We finished our breakfast and I helped him clear the table. We washed dishes side by side, him scrubbing and me drying. I wiped down the table as he put the dishes away as the looming deadline of my leaving crept up on us. Soon, there would be nothing else for either of us to do and I would have to leave his cabin.
“You drive safe, okay? And you can come back anytime you want,” Travis said.
“I know. I’ll be back soon. I just… have things I have to straighten out there
. I can’t just abandon my family. An adult doesn’t do that.”
“No,” he said. “No, they don’t. Just keep yourself safe. Guard yourself. Don’t let yourself slip.”
“I won’t. I promise.”
I stood there on his porch, debating on what to do next. The tension was palpable between us. I could see it rising his cock. It started to press against his pajama pants, tenting them slightly as my nipples puckered. I wanted to press my hands into his bare chest and slam him to the floor. I wanted to connect my lips with his and taste the sweetness of his coffee-tainted breath.
But I knew I had to get home. I knew I still had unfinished business.
“Talk to you later,” I said as I turned to go.
Travis, however, reached out for my arm and twirled me back around. Our lips collided together as he pulled me close, my hands pressing into the beauty of his skin. They snaked around his neck, my back arching my body into him as our tongues wrapped together. I shook in his arms as my knees grew weak, his body holding me up when I could no longer hold my own weight.
The kiss left me breathlessly as he sat me back down onto my feet.
“Drive safe,” Travis said.
The entire ride home, I thought of him. Of that kiss. Of his body. Of the way it was so easy to talk with him. I smiled at the memories we had created as I pulled up into my home, but the presence of my parents on the porch poured dread over my entire body. I saw my brothers standing at the window, gazing out over the spectacle with worry and anger boiling over their faces.
Something had happened.
Something had taken place while I was gone.
I got out of the car while it was still running and approached my parents on the porch. My mother had her eyes pointed to her feet as my father’s eyes penetrated to my soul. I reached out for my mother, wanting to take her hand just so she would look at me.
I’d seen this a few times before, and I knew it wasn’t going to be good. No matter what was about to happen, my mother was wracked with guilt.
The last time I saw her like this was when my father had denied me the right to a proper education in favor of getting me to date and marry the first time.
“Since you already have your bags packed and in your car, then this will be quick,” my father said.
“What will be quick?” I asked.
“I’m not sure what in the world has gotten into you, but I know someone who can sort it out. My sister does wonders for the women in our family. I’ve placed a call to her.”

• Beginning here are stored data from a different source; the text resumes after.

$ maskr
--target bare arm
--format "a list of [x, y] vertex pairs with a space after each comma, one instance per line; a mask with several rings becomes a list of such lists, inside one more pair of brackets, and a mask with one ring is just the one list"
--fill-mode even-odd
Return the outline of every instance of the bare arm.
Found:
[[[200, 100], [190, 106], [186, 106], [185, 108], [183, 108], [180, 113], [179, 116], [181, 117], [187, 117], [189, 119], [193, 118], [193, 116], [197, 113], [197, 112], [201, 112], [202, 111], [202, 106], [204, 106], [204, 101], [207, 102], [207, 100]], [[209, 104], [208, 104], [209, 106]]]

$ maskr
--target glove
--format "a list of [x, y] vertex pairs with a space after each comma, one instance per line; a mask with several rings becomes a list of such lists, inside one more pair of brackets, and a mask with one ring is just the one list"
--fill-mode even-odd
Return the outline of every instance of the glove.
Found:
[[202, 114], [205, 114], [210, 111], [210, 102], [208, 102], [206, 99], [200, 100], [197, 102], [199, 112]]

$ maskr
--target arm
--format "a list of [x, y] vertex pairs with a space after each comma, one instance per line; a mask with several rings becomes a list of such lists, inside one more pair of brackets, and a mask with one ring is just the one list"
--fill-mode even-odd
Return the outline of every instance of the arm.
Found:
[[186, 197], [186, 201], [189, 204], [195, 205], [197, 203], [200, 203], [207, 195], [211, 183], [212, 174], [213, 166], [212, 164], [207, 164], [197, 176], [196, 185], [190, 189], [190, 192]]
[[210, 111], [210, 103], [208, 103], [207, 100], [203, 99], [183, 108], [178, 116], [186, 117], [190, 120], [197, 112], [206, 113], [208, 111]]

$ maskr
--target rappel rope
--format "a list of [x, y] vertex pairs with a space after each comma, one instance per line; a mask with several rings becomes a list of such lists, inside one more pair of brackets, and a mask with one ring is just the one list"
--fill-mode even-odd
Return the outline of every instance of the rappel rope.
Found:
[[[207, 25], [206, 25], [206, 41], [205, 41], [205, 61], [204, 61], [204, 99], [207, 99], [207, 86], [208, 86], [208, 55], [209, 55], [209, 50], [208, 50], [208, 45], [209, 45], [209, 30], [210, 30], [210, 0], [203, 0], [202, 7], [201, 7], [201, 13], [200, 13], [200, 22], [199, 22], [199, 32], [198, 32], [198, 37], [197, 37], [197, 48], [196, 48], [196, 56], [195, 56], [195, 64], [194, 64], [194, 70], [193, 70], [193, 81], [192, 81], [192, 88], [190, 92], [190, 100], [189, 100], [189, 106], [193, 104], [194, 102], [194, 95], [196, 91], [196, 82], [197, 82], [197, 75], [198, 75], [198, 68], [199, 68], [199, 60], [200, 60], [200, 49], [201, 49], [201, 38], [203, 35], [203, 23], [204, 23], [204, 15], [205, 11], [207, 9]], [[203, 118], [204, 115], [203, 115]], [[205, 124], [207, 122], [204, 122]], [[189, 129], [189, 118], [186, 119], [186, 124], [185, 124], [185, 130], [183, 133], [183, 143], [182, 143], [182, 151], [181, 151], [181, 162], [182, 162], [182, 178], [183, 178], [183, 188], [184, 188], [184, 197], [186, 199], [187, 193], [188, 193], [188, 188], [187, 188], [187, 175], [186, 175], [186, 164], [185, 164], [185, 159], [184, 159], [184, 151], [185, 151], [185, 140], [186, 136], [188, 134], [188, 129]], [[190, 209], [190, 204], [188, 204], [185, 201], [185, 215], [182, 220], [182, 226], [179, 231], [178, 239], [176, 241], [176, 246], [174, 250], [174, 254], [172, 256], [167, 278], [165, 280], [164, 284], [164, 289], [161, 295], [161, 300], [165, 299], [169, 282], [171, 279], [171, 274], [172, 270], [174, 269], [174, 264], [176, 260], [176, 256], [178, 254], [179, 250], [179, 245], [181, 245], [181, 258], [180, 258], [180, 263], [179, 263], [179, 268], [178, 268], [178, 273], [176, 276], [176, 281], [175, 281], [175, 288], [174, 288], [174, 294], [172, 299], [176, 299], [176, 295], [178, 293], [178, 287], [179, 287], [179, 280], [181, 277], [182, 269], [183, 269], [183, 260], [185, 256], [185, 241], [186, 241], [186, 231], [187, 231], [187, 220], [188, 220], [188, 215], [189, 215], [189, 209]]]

“You called Aunt Myrtle?” I asked.
“She’s expecting you,” he said. “The family is headed back to Seattle in a few days, but you will be heading to Spokane.”
“I’m not going to Aunt Myrtle’s,” I said.
“Well, you’re most certainly not coming home with us. My sister will be able to figure out what in the world has gotten into my beautiful daughter, and when she corrects it, she will send you home.”
“There’s nothing to be corrected. You’re just pissed that I have my own free will and I’m finally discovering it.”
“That is enough. I am your father and those clothes on your back are mine. I have provided you with everything. A home. A room. Food. An education. Suitable men who could’ve loved you had you given them the chance and the ability to free yourself of the working class. I gave you a life of ease and luxury, and it turned you into a petulant, selfish child.”
“There’s no need for name calling,” my mother said.
“You will do well to stay silent during this,” my father said. “Part of this lies on your shoulders. On how you were so hell bent on shielding her from me when I could’ve corrected this before it ever escalated to this point. You failed your daughter. I suggest you start coping with that.”
“You don’t get to talk to her that way, she has nothing to do with this,” I said.